Tensordot approach This summation is just contracting 6 indices of enormous tensor. I tried to do it by tensor dot which allows for such calculation but then my problem is memory even if I do one tensor dot followed by the other. (I work in colab so I have 12GB RAM available)
Nested loops approach But there are some addtitional symmetries governing the B matrix i.e. the only non zero elements of B{ijpx} are such that i+j= p+x. Therefore I was able to write p and m as a function of x (p=i+j-x, m=k+l-x)and then I did 5 loops namely for i,j,k,l,x but then on the other hand the timing is the problem since calculation takes 136 seconds and I want to repeat it many times.
Timing goal in nested loop approach Reduction of the time by a factor of ten would be satisfactory but if it would be possible to reduce it by a factor of 100 it would be more than enough.
Do you have any ideas either for going around memory problem or reducing the timing? How do you handle such summations with additional constraints?
(Remark: The matrix A is symmetric and I have not used this fact so far. There are no more symmetries.)
Here is the code for nested loop:
for i in range (0,40):
for j in range (0,40):
for k in range (0,40):
for l in range (0,40):
Sum=0
for x in range (0,80):
p=i+j-x
m=k+l-x
if p>=0 and p<80 and m>=0 and m<80:
Sum += A[p,m]*B[i,j,p,x]*B[k,l,m,x]
T[i,j,k,l]= Sum
And the code for the tensor dot approach:
P=np.tensordot(A,B,axes=((0),(2)))
T=np.tensordot(P,B,axes=((0,3),(2,3)))
Numba might be your best bet here. I put together this function based on your code. I changed it a bit to avoid some unnecessary iterations and the if
block:
import numpy as np
import numba as nb
@nb.njit(parallel=True)
def my_formula_nb(A, B):
di, dj, dx, _ = B.shape
T = np.zeros((di, dj, di, dj), dtype=A.dtype)
for i in nb.prange (di):
for j in nb.prange (dj):
for k in nb.prange (di):
for l in nb.prange (dj):
sum = 0
x_start = max(0, i + j - dx + 1, k + l - dx + 1)

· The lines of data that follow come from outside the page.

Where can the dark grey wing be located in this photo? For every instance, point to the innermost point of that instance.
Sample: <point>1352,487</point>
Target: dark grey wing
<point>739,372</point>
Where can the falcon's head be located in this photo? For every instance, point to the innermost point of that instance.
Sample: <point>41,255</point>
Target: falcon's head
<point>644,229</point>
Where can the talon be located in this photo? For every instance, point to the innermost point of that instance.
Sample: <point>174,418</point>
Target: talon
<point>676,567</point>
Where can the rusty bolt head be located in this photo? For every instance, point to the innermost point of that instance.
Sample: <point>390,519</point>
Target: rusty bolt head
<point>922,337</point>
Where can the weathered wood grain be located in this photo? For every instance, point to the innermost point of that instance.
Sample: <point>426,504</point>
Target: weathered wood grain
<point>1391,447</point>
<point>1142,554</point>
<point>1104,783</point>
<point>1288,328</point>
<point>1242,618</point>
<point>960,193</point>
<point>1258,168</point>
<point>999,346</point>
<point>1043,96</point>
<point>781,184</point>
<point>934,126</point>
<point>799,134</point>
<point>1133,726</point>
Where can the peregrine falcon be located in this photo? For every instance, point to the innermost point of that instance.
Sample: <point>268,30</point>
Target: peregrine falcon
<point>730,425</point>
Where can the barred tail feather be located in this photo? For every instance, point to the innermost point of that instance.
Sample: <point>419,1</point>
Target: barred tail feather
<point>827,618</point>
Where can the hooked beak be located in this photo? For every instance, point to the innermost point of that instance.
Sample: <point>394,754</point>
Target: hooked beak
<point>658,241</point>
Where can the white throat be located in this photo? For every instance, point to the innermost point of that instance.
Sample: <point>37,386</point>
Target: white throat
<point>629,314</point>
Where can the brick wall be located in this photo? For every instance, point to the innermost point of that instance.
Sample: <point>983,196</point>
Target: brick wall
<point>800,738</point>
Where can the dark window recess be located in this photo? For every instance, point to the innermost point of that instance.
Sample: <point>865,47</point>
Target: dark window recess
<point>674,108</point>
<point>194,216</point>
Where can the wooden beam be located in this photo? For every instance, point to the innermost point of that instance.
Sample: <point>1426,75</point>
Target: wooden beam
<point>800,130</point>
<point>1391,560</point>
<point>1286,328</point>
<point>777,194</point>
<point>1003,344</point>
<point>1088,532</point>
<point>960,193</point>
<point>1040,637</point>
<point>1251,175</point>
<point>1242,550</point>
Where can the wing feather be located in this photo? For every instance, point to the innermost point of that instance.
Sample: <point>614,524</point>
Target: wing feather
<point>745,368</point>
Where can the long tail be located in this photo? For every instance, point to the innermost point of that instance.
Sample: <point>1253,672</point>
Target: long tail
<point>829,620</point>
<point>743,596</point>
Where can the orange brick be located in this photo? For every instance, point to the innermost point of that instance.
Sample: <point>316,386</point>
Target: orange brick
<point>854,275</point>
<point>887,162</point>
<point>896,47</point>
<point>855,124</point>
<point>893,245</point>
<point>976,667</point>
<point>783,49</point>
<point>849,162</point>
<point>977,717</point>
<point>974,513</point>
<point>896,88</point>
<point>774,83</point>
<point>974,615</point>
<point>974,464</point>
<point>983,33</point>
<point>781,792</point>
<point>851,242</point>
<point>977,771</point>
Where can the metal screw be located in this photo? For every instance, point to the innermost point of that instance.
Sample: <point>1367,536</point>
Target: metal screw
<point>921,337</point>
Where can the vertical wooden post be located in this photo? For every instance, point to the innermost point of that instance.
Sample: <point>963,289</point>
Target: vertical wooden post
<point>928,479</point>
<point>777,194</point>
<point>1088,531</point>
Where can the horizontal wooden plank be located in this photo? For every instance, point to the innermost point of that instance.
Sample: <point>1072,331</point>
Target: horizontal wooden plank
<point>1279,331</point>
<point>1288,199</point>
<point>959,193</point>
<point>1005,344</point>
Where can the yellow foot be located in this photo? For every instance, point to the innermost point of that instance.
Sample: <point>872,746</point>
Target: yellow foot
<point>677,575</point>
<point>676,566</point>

x_end = min(dx, i + j + 1, k + l + 1)
for x in range(x_start, x_end):
p = i + j - x
m = k + l - x
sum += A[p, m] * B[i, j, p, x] * B[k, l, m, x]
T[i, j, k, l] = sum
return T
Let's see it in action:
import numpy as np
def make_problem(di, dj, dx):
a = np.random.rand(dx, dx)
a = a + a.T
b = np.random.rand(di, dj, dx, dx)
b_ind = np.indices(b.shape)
b_mask = b_ind[0] + b_ind[1] != b_ind[2] + b_ind[3]
b[b_mask] = 0
return a, b
# Generate a problem
np.random.seed(100)
a, b = make_problem(15, 20, 25)
# Solve with Numba function
t1 = my_formula_nb(a, b)
# Solve with einsum
t2 = np.einsum('pm,ijpx,klmx->ijkl', a, b, b)
# Check result
print(np.allclose(t1, t2))
# True
# Benchmark (IPython)
%timeit np.einsum('pm,ijpx,klmx->ijkl', a, b, b)
# 4.5 s ± 39.2 ms per loop (mean ± std. dev. of 7 runs, 1 loop each)
%timeit my_formula_nb(a, b)
# 6.06 ms ± 20.4 µs per loop (mean ± std. dev. of 7 runs, 100 loops each)
As you can see, the Numba solution is about three orders of magnitude faster, and it should not take any more memory than necessary.